The Minnesota Lynx got the prize they’ve been craving since the end of the WNBA Finals in 2016. It was heartbreak last year, but joyous celebrations this season. They are champions after beating the Los Angeles Sparks 85-76 in the 2017 WNBA Finals. It was a Finals series to remember as the Lynx gave it their all and got their hands on their fourth championship in six years.
Sylvia Fowles finally buried the ghost of the last rebound of the 2016 Finals as she scored 17 points and grabbed a WNBA Finals-record 20 rebounds in the Minnesota Lynx defeat of the Los Angeles Sparks in Game 5 of the 2017 WNBA Finals.
Fowles, who recorded double-doubles in every game of the Finals, also became the first person to be named both regular-season and Finals MVP since Lauren Jackson annexed both honors while playing for Seattle Storm in 2010. It is the second Finals MVP award for Fowles, following her 2015 Finals MVP win.
“My coaches leaned on me, my teammates leaned on me. From the start of the season, we just wanted to grind. We told ourselves that [if] we give ourselves the opportunity to get back here to a Game 5, that we will win it on our floor again and that’s exactly what happened. So you have to give your teammates credit for pushing you, and getting you back to Game 5,” Fowles said immediately after the game.
As it was in Game 2, when the Lynx rallied to tie the Finals on their floor, all the Lynx starters scored in double figures. The only difference is that this time, with a championship on the line, they combined for more points. Maya Moore, who made the last jump shot of the Finals, led her team with 18 points, Fowles and Lindsay Whalen scored 17 each, Seimone Augustus scored 14 and Rebekkah Brunson contributed 13 points.
Brunson also became the first player in WNBA history to win five championships. She won her first title with the Sacramento Monarchs, and won the remaining four with Minnesota, who have now matched the Houston Comets as the only team with four WNBA championships. Minnesota also kept their streak of landing a title every odd year alive, as they have now won a title in 2011, 2013, 2015 and 2017.
“It feels so good, but I’ve been blessed to be on great teams,” Brunson said after the win. “This team depends on me to give them some energy from the beginning of the games, and you can see that whenever I didn’t do that during the series, things didn’t end up well for us. So I just knew that tonight I want to come out and give energy, passion and everything that I had.”
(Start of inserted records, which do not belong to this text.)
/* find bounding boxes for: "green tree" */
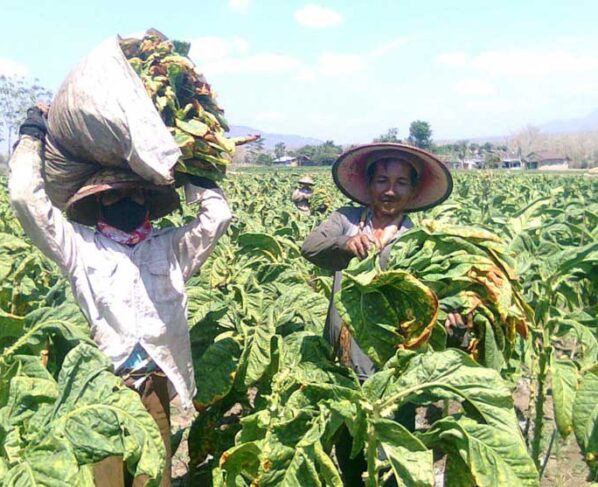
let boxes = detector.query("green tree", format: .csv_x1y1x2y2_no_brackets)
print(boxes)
407,120,432,149
0,75,52,154
295,140,342,166
483,142,494,152
245,137,266,164
483,152,502,169
274,142,286,159
374,127,400,143
457,140,469,160
255,153,273,166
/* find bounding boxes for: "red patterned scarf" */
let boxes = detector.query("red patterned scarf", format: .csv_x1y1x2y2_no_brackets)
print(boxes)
97,217,152,245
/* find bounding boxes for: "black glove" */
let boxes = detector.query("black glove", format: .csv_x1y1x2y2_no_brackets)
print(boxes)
185,174,220,190
19,107,47,140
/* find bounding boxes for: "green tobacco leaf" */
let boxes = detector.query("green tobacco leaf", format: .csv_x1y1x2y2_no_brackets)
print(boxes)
313,440,343,487
0,232,30,252
175,160,226,181
0,344,165,485
0,311,25,344
336,269,438,366
173,128,195,159
0,304,91,362
421,417,539,487
175,118,210,137
218,441,261,485
194,338,241,408
371,418,434,487
552,359,579,437
236,312,275,387
238,233,285,261
51,344,165,482
444,454,477,487
573,365,598,466
481,317,505,371
384,350,521,433
257,413,329,486
1,440,83,486
167,62,185,97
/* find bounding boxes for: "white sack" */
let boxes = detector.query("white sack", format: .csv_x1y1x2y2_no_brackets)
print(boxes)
44,36,180,209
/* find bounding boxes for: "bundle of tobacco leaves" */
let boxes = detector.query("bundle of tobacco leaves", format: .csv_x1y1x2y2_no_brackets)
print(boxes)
120,31,259,180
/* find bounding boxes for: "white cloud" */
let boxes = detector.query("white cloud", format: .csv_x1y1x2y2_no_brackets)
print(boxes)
0,59,29,77
202,53,301,75
229,0,251,13
436,52,468,67
294,4,343,28
454,79,497,97
190,36,249,63
296,68,317,82
316,52,367,76
369,38,409,57
471,49,598,77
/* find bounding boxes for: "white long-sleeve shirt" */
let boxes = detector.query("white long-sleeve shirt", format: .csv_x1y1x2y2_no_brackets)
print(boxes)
9,136,232,409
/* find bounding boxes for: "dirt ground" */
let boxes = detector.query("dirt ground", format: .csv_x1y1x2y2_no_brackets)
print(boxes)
168,381,594,486
170,397,195,486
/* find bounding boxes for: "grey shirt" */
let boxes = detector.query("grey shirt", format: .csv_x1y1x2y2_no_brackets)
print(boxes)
301,207,413,380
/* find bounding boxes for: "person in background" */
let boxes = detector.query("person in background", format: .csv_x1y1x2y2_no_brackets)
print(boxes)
291,175,315,213
301,143,456,486
9,106,232,486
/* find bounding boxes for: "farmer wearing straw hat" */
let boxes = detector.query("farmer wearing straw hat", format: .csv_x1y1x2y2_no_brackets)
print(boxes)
9,107,232,486
291,175,315,213
301,142,454,486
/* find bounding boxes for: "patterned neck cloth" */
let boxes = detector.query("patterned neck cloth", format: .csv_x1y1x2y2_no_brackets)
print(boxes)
97,217,152,245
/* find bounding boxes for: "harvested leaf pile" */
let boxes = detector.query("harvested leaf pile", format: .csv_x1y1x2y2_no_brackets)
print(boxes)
120,32,258,180
337,220,531,370
390,221,531,368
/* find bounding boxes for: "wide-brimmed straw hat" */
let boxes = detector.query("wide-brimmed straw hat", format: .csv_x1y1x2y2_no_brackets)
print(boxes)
298,175,315,186
332,143,453,211
66,168,180,225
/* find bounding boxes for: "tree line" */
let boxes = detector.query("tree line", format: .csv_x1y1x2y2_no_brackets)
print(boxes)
0,75,52,156
1,74,596,169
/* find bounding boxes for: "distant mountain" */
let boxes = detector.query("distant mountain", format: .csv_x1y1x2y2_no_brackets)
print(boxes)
435,110,598,146
539,110,598,134
228,125,323,150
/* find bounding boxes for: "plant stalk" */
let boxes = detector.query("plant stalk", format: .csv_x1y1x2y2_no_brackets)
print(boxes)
531,346,548,471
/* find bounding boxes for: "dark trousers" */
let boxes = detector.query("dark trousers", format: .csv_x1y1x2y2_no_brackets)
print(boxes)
335,403,416,487
93,372,172,487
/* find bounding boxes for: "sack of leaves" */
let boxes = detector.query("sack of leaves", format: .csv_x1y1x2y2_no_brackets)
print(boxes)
119,30,259,182
43,28,257,218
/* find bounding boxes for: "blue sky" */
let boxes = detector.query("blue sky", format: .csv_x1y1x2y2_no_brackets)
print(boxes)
1,0,597,144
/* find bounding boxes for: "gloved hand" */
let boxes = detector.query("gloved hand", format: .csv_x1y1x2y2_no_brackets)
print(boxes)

Candace Parker, who led all scorers in last year’s Finals, also led with 19 points this season, as she finally delivered the performance the Sparks had been waiting for. She also added a team-high 15 rebounds, plus five assists and four blocked shots; she was the only Los Angeles Sparks player to record a blocked shot. But it was too little, too late.
Nneka Ogwumike, who wasn’t at her most dominant, managed 11 points, only three rebounds, and fouled out of the game with 5:29 remaining. Chelsea Gray scored 15 points, Odyssey Sims added 14 and the pair of Jantel Lavender and Riquna Williams contributed eight and seven points from the bench.
The determination of the Lynx can be measured from their defensive attempts, as they outrebounded the Sparks 46-29, the biggest margin between both teams in this Finals. The Sparks were also more economical with their shot selections, as their two made 3-point shots from 10 attempts look better than Sparks’ two of 18 from the same range.